Szenario 1: Der Händler muss sich beim Verkaufspreis am Wettbewerb orientieren – dieser liegt bei 50 Euro. Wie hoch darf der Einkaufspreis also maximal sein, um die Gemeinkosten (anteilig für die Periode) zu decken? Annahme: Die Gemeinkosten pro Monat liegen bei 1.000 Euro. 1.000 = 10.000 (0,03 x (50 – EK) – 0,8 Euro) Ausgerechnet ergibt sich hier ein Einkaufspreis von maximal 20 Euro. 

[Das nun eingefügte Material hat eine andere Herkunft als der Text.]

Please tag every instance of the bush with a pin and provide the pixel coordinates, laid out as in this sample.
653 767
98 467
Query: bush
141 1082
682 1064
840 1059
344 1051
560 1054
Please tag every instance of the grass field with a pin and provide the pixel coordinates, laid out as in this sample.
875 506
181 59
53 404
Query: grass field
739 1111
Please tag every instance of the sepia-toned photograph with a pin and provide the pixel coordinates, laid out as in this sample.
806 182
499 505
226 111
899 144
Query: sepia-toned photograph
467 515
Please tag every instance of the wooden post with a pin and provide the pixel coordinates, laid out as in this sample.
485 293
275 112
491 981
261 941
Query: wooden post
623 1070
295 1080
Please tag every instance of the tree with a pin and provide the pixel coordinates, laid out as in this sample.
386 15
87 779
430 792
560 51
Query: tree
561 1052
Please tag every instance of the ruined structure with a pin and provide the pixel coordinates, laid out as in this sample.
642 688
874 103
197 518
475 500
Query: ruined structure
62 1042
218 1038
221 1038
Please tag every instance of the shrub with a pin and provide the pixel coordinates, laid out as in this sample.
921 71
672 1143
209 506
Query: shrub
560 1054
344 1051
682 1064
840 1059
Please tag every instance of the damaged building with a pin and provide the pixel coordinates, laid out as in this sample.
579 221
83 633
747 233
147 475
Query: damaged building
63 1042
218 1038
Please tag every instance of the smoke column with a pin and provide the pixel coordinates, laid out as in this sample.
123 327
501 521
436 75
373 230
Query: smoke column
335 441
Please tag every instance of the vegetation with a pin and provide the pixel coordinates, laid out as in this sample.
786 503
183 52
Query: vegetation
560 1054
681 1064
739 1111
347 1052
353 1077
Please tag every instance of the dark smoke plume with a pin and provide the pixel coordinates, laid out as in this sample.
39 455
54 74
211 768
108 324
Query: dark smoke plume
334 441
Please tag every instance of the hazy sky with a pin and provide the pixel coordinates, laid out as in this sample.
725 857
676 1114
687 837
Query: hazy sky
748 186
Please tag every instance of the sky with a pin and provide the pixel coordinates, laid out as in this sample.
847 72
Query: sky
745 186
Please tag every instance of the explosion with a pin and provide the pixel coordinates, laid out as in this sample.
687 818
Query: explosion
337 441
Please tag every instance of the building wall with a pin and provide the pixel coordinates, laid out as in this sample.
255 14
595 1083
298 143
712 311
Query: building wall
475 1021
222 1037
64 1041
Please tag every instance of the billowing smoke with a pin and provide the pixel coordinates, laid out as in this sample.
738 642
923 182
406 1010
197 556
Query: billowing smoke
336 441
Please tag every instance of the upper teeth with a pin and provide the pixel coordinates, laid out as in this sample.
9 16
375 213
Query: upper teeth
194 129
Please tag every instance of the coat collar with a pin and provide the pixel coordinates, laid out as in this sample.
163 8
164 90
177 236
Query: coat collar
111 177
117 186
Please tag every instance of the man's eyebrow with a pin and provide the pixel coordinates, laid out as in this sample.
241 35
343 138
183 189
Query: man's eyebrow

Szenario 2: Der Händler weiß, dass er beim Einkaufspreis nicht unter 25 Euro kommt und muss einen Verkaufspreis kalkulieren, der die Gemeinkosten (wie oben) deckt. 1.000 = 10.000 (0,03 x (VK – 25 Euro) – 0,8 Euro) Ausgerechnet ergibt sich hier ein Verkaufspreis von mindestens 55 Euro – wie in Szenario 1 also eine Marge von 30 Euro.

Doch der E-Commerce-Code kann noch mehr. Ergeben sich aus der Kalkulation von Einkaufs- oder Verkaufspreisen Margen, die unrealistisch sind, kann die Formel genutzt werden, um die anderen Faktoren zu optimieren. Sie können die Formel nach jedem Parameter auflösen und so analysieren, welche Veränderungen an welcher Schraube den größten „Erfolgshebel“ bieten.

So belegt die Formel unter anderem mathematisch, dass eine Verbesserung der Conversion Rate in den meisten Fällen deutlich zielführender ist als eine Erhöhung der Impressions. 

Setzen Sie doch einfach mal Ihre eigenen Zahlen aus Ihrem ERP-System ein! Sie können die Rechnung auch weiter verfeinern, indem Sie z.B. Versandkosten und Retouren mit integrieren.